Set up speech services with Speaches

Speaches is an OpenAI-compatible speech server for speech-to-text (STT) and text-to-speech (TTS). With pre-loaded models, you can use it right out of the box, or easily integrate it as a drop-in backend for any app supporting the OpenAI SDK.

This guide walks you through installing and using Speaches on Olares, including speech-to-text, text-to-speech, Audio Chat, API access, and basic model management.

Learning objectives

In this guide, you will learn how to:

Install Speaches on Olares.
Transcribe or translate audio files using speech-to-text.
Generate speech from text using text-to-speech.
Have voice conversations with an AI model using Audio Chat.
Access the Speaches API from other apps.
Manage speech models.

Prerequisites

Olares is running on a device with an NVIDIA GPU.
Ollama installed and running with at least one chat model downloaded (required for Audio Chat only).

Install Speaches

Open Market and search for "Speaches".
Click Get, then Install, and wait for installation to complete.

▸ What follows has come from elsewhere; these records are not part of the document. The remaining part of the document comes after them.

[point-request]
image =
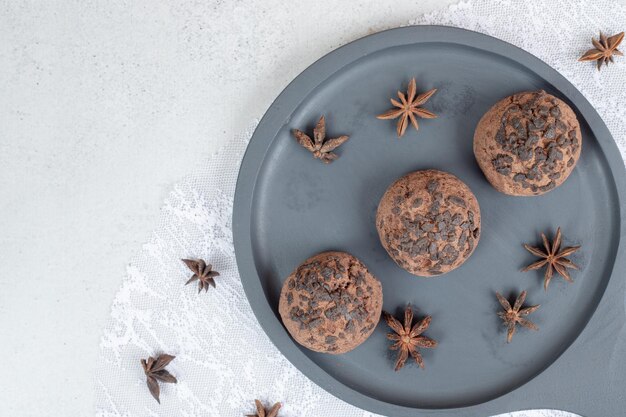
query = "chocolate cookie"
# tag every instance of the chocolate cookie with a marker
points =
(429, 222)
(528, 143)
(331, 303)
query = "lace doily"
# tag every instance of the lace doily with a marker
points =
(223, 358)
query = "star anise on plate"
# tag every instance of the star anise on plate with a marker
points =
(260, 410)
(554, 259)
(408, 108)
(155, 371)
(604, 49)
(320, 147)
(408, 338)
(515, 315)
(202, 272)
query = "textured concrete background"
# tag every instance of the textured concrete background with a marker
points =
(103, 106)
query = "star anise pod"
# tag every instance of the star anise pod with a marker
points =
(408, 339)
(604, 49)
(202, 272)
(515, 315)
(408, 107)
(155, 371)
(554, 259)
(319, 147)
(260, 410)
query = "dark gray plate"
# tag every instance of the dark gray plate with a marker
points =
(289, 206)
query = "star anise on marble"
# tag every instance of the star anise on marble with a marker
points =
(408, 338)
(408, 108)
(202, 272)
(554, 259)
(320, 147)
(604, 49)
(260, 410)
(511, 316)
(155, 371)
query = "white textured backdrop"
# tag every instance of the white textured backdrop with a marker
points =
(224, 360)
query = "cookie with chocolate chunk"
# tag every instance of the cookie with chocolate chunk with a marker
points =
(528, 143)
(331, 303)
(428, 222)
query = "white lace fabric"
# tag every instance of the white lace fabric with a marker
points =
(224, 360)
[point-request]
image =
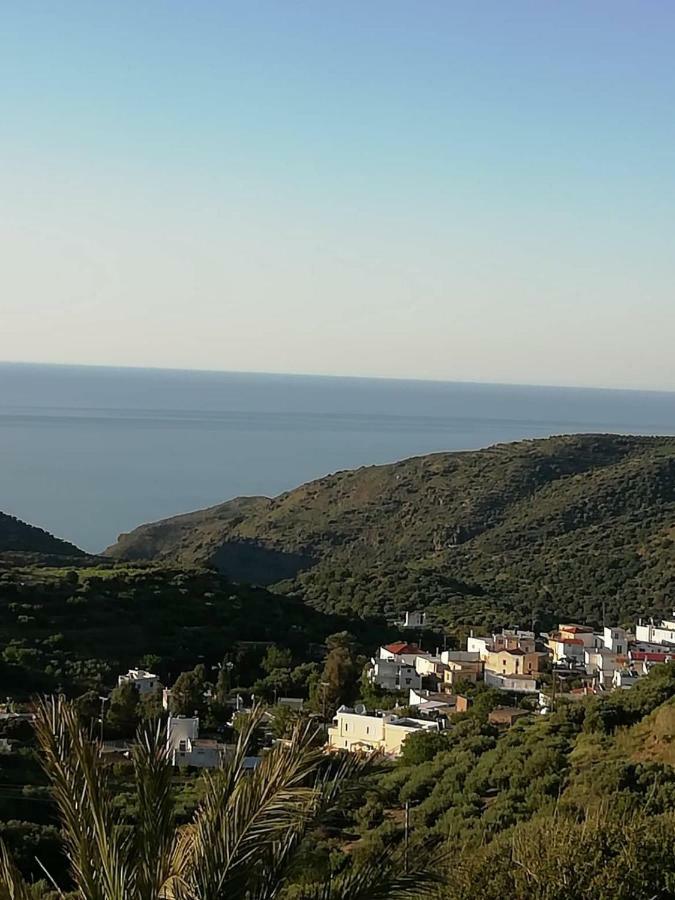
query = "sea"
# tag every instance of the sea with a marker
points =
(90, 452)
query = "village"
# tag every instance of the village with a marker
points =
(535, 671)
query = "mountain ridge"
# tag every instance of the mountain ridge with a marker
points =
(510, 524)
(17, 536)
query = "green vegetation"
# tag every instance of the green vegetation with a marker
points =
(549, 529)
(17, 537)
(77, 629)
(242, 842)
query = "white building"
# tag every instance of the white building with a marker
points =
(394, 675)
(616, 640)
(624, 678)
(661, 633)
(413, 619)
(144, 682)
(506, 639)
(519, 684)
(602, 663)
(184, 746)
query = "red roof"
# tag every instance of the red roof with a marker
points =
(402, 647)
(576, 629)
(649, 656)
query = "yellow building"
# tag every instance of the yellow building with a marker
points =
(365, 732)
(514, 662)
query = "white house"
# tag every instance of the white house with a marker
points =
(624, 678)
(616, 640)
(519, 684)
(144, 682)
(602, 663)
(413, 619)
(394, 675)
(661, 633)
(184, 746)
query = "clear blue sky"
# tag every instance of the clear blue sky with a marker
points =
(462, 190)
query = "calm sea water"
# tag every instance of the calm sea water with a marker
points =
(90, 452)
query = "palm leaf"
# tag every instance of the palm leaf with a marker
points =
(91, 829)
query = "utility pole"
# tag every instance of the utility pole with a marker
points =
(324, 685)
(406, 836)
(103, 700)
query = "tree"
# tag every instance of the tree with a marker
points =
(276, 658)
(187, 694)
(422, 746)
(340, 676)
(244, 838)
(123, 711)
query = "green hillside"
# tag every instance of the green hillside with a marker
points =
(545, 528)
(18, 537)
(76, 629)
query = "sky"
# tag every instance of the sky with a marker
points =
(479, 190)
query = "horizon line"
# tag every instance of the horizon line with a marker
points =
(336, 377)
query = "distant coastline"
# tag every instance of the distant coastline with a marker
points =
(92, 451)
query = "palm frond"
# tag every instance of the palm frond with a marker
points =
(236, 832)
(91, 830)
(154, 836)
(13, 886)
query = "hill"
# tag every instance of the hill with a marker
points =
(18, 537)
(542, 528)
(76, 629)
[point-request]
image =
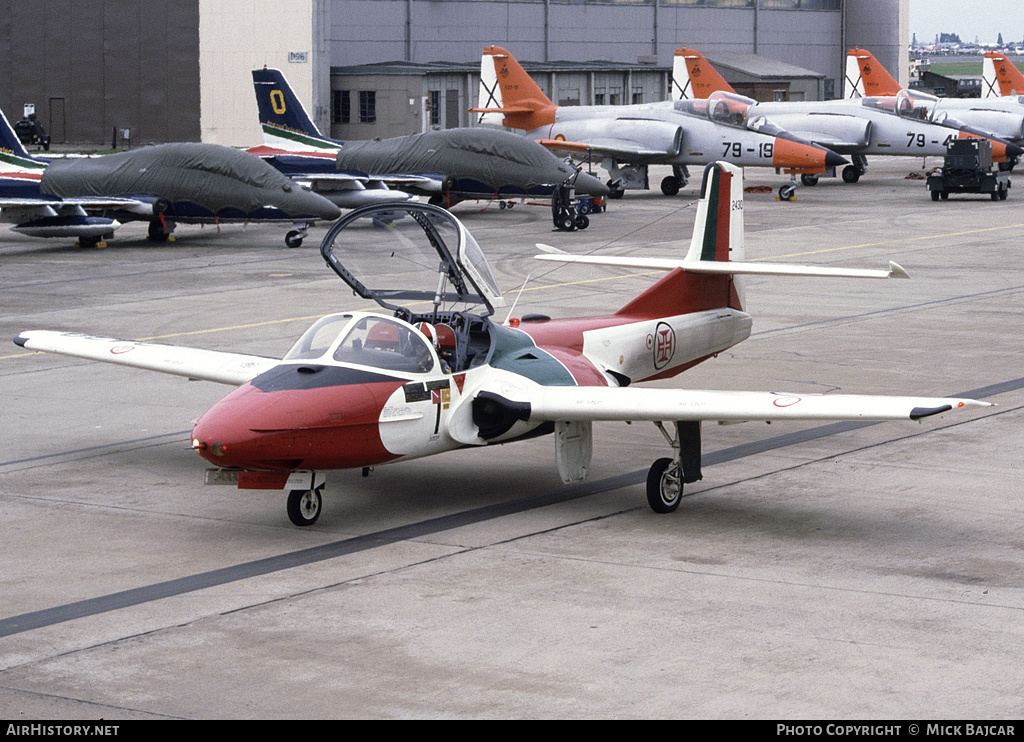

After installation, you will see two icons on Launchpad:

Speaches: The main interface for speech-to-text, text-to-speech, and audio chat.
Speaches Terminal: A command-line terminal for managing models.

Model setup on first launch

When you open Speaches for the first time, it downloads and initializes its built-in models. Depending on your network connection, this process may take some time.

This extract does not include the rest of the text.